When I first found the formula on the web, I tried to understand why it should be correct. So I thought "How do I compute the length of a spoke?" and saw that a spoke is the diagonal of the described imaginary box. My explanation of the box is supposed to be understandable by everyone who knows basic trigonometry. Apparently it has to be improved. A picture would be nice here (fixed).

The Pythagorean theorem is implicitly used twice to compute the length of the boxes diagonal (d²=(a²+b²)+c²). This is true for all boxes, so I linked to rectangular box and saw no need to explicitly state that information on the spoke page. However, I just checked the box page and indeed, it does not show how to compute the length of the diagonal (fixed).

I do not see where the law of cosines should be applied here, can you explain? Which would be the sides of the triangle, where would the angle be? --RainerBlome 10:15, 3 January 2006 (UTC)[reply]

${\displaystyle c^{2}=a^{2}+b^{2}-2ab\cos C.\;}$

looks like the law of cosines to me. The Pythagorean theorem is explicitly used once, in the first part of the spoke length calculation formula.

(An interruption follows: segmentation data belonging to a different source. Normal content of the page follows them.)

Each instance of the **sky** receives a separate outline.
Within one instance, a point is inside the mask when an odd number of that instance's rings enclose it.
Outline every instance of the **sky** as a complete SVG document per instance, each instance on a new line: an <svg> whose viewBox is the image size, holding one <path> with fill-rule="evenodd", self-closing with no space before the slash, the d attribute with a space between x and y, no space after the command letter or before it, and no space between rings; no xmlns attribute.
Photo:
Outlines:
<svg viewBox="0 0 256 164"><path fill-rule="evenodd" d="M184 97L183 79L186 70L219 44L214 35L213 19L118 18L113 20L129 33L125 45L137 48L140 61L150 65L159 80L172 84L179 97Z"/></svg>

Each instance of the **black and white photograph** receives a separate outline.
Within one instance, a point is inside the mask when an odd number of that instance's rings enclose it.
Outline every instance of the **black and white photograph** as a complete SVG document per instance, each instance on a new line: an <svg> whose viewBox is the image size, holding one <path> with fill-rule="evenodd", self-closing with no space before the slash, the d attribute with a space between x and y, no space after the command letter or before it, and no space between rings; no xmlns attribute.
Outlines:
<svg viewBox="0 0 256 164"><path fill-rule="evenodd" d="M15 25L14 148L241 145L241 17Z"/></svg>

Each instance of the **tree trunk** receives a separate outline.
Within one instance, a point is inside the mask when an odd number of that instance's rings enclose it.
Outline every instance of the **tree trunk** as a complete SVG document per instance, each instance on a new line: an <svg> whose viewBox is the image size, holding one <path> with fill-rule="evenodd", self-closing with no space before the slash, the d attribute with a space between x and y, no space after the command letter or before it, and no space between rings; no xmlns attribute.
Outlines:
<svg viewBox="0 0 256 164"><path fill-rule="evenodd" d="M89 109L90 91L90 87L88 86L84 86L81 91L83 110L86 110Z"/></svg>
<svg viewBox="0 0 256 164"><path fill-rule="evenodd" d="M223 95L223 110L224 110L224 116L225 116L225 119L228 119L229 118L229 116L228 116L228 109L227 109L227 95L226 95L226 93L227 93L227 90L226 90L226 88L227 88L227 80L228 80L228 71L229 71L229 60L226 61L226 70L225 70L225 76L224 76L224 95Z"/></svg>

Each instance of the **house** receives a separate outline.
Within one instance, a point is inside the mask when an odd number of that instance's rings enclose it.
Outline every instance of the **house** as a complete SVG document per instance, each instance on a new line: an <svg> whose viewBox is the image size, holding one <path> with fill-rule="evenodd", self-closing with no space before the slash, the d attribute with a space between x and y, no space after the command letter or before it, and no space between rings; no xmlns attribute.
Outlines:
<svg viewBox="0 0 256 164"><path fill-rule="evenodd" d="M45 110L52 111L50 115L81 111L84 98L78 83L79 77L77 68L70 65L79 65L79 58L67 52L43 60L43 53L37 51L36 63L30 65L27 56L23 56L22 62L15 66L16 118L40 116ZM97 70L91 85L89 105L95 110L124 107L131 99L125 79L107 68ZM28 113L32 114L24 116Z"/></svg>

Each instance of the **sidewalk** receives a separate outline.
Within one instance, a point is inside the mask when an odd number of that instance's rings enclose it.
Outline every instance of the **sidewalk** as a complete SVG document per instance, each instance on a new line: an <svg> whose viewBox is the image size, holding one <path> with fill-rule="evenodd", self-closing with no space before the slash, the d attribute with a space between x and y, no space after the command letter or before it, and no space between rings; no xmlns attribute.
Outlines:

The c in c² comes from the second part of the spoke length calculation formula - and that is the law of cosines, I would say. Do you agree?

Hm, "first part", "second part", what are you referring to? I do not understand your explanation. Anyway, I had a third look. Now I see how to apply the law of cosines to get the spoke length formula and added a corresponding paragraph to the article. Using the law of cosines yields (of course) the same result as doing ${\displaystyle (r_{2}-r_{1}\cos \alpha )^{2}+(r_{1}\sin \alpha )^{2}=r_{2}^{2}-2r_{2}r_{1}\cos \alpha +r_{1}^{2}(\cos ^{2}\alpha +\sin ^{2}\alpha =1).}$ You might say that this proves instead of uses the law of cosines. Going this way has the advantage (for me) that it's more elementary, no need to remember the law of cosines.

No original work is permitted in wikipedia, so if you figure something out, you need to find where someone else did it (citation) before placing it in article space.

The link to my source is there. The derivation section makes it easier to verify the formula.

You found the sides and angle with your look number three. A 3D diagram would be clearer. If I make one, I'll show it to you before I post it. I may add a technique to get accurate dimensions for cases where ERD and hub measurements don't exist or are suspect - akin to the calc walk through - and post it to Talk if I get around to it. Metarhyme 20:55, 3 January 2006 (UTC)[reply]

Seriously, I'm making this edit to say hello because this is the loneliest talk page for an active contributor I've ever seen. Keep up your good work. Keegan^talk 05:27, 15 July 2007 (UTC)[reply]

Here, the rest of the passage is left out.